Kolejne zamieszanie w Queen's Park Rangers. Po zaledwie 26 meczach, zrezygnowano z usług Paulo Sousa jako menadżera pierwszego zespołu. Podobno klub był zmuszony podjąć taką decyzję.
Na Loftus Road takie rzeczy nie dziwią. Odkąd władzę w zespole z zachodniego Londynu przejął szef teamu F1 Renault Flavio Briatore, wspierany przez multimiliardera Lakshmi Mittala oraz magnata F1 Berniego Ecclestone’a, pracowało tam już czterech menadżerów oraz dwóch tymczasowych opiekunów. Wynik godny legendarnego Jesúsa Gil y Gila, jako że miało to miejsce na przestrzeni zaledwie półtora roku.
Paulo Sousa to dwukrotny zwycięzca elitarnej Ligi Mistrzów. Portugalczyk zdobywał to trofeum rok po roku w barwach Juventusu (1997r.) oraz Borussi Dortmund (1998r.). Z powodu kontuzji, piłkarską karierę zakończył w wieku zaledwie 32 lat, by już sześć lat później zostać szkoleniowcem popularnych „eRek”. Na gorącym stołku wytrzymał pięć miesięcy.
Sousa przyznał ostatnio, że wypożyczenie czołowego napastnika Dextera Blackstocka do Nottingham Forrest nie było przedyskutowane z menadżerem. Ponadto, w poniedziałek zerwano kontrakt z asystentem Portugalczyka, rodakiem Bruno Olivierią. W sobotnim meczu przeciwko Burnley, drużynę poprowadzi Gareth Ainsworth, który nadal czynnie gra dla QPR.

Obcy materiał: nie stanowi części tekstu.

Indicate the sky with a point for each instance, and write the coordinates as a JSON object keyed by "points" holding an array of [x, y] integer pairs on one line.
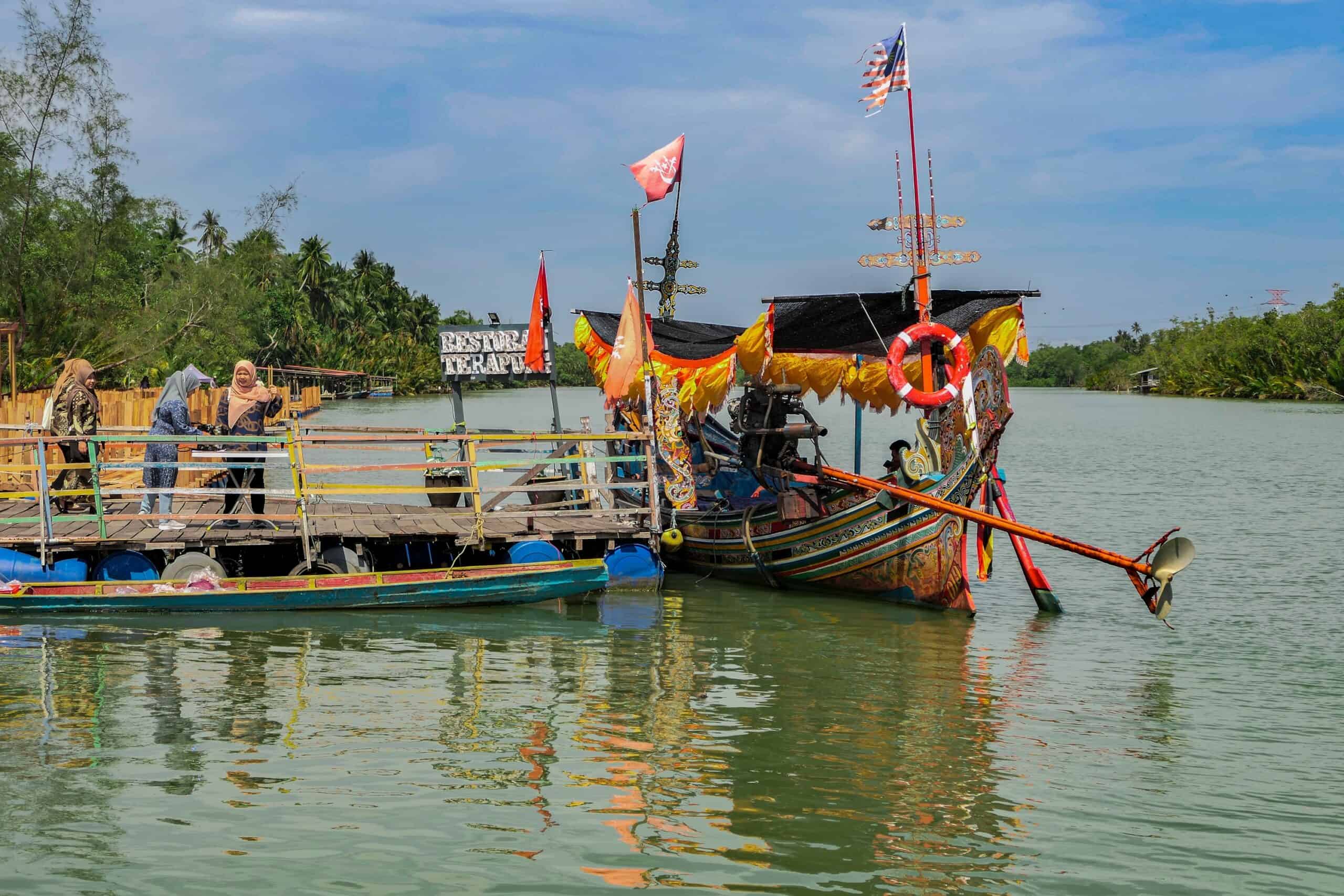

Poprzedni menadżer „eRek”, a obecny asystent Alana Shearera w Newcastle, Iain Dowie przepracował przy Loftus Road 15 meczów, zanim pokłócił się z Briatore o skład zespołu. QPR zajmuje obecnie 10. pozycję w Championship, z szansami na grę w play-offach. Władze klubu decyzję motywują nieautoryzowanym upublicznieniem poufnych informacji w mediach przez portugalskiego menadżera. Jakich dokładnie, oficjalne oświadczenie nie precyzuje. Drastyczne kroki zostały powzięte po konsultacji z kancelarią prawną.